A failure to complete some of the tests, as well as results lower than the detailed below are an indication for a possible disk failure:

• for HDD:

• IOPS < 150

• for SSD:

• IOPS < 10k

S.M.A.R.T. (for HDD and SSD):

Note

See 4. above how to get SMART status for disks connected to a RAID controller

• 5 Reallocated_Sector_Ct : increased during test

• 187 Reported_Uncorrect : >100 or increased during test

• 197 Current_Pending_Sector : >10 or increased during test

• 198 Offline_Uncorrectable : > 0

• 199 UDMA_CRC_Error_Count : > 0

If the test did not pass or the drive failed during the test, go to 7.Balance-out

6. After sucessful test, add the disk to the cluster:

# storpool_initdisk -r /dev/sdXN   # where X is the drive letter and N is the partition number


Check disk status with:

# storpool disk list
# less /var/log/messages


Update customer

End.

1. Balance-out the disk (Restore data redundancy)

7.1. Check there is enough space and performance for rebalancing.

Find the placement group the ejected disk belongs to:

# storpool placementGroup list
# storpool placementGroup <PG> list


Check that there is enough free space in the placementGroup:

# storpool template status


Check avail. {head|all|tail} depending on what part of the template this PG participates into. PG shall have at least disk size + 50% available.

Note

Check the collected statistics for the drives in the placement group where the ejected drive participates to and ensure that the disks would not get and are not already overloaded.

If there is not enough free space available in the placement group:

• immediately notify the customer that an increase in the capacity or freeing additional space is required to restore the redundancy

• End.

7.2. Restore the data redundancy.

On the management node execute:

# storpool disk <diskID> forget # removes the drive from all placement groups
# /usr/lib/storpool/balancer.sh -R # attempts to restore the data redundancy
# storpool balancer commit


Also, it’s mandatory to mark the disk itself as ejected. This action will prevent its appearance when the server instance will start next time, which we should avoid taking into account that this disk is faulty. Login to the node where this disk is physically installed and execute:

# storpool_initdisk -F <diskID> <device>


After that it still will be shown with storpool_initdisk --list until it is physically removed, but will now be with EJECTED flag.
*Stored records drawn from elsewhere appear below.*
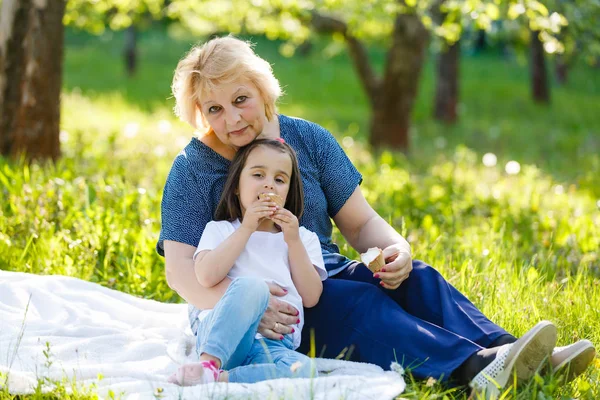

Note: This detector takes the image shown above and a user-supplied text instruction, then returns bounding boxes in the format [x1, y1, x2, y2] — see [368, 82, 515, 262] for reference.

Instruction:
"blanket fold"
[0, 271, 406, 400]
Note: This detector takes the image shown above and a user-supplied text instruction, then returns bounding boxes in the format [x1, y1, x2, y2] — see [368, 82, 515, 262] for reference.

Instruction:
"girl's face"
[237, 146, 292, 214]
[200, 81, 267, 150]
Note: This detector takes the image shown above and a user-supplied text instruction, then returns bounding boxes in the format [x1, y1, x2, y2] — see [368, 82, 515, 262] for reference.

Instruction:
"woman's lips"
[229, 126, 248, 135]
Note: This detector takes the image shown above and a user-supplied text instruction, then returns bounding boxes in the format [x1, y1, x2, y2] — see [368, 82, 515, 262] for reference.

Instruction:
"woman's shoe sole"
[506, 321, 557, 381]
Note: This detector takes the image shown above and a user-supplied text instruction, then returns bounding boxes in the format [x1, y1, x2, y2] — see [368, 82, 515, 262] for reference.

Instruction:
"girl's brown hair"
[215, 139, 304, 221]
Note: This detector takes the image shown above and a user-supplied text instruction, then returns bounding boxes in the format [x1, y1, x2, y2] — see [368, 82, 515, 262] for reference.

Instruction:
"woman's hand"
[373, 244, 412, 289]
[242, 199, 277, 232]
[258, 283, 300, 340]
[271, 208, 300, 245]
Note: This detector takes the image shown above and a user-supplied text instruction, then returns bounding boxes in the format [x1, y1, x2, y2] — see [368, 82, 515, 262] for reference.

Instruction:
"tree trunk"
[473, 29, 487, 54]
[434, 42, 460, 124]
[530, 31, 550, 104]
[370, 14, 429, 151]
[0, 0, 65, 160]
[124, 24, 137, 78]
[555, 55, 569, 85]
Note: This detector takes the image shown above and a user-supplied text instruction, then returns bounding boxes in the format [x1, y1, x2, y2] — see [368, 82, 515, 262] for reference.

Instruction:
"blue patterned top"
[156, 115, 362, 276]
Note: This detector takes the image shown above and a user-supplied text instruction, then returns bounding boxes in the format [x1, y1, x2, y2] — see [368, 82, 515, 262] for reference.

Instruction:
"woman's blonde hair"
[171, 36, 282, 128]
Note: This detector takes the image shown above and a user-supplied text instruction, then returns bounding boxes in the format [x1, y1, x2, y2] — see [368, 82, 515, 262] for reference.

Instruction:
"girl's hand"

7.3. Remove VD, if disk is attached on a RAID controller

The virtual drive should be removed, otherwise some controllers put all VD’s in pass-through mode when disk is physically removed. Example for Megaraid 3108:

# storcli64 /c0/v1234 del


7.4. Start locate function, if supported

It could be convinient if we start the locate function of the controller so the disk is easier to find. Example for Megaraid 3108:

# storcli64 /c0/e252/s4 start locate


7.5. Update customer, that the disk has to be replaced. Note the serial number and if locate function has been started.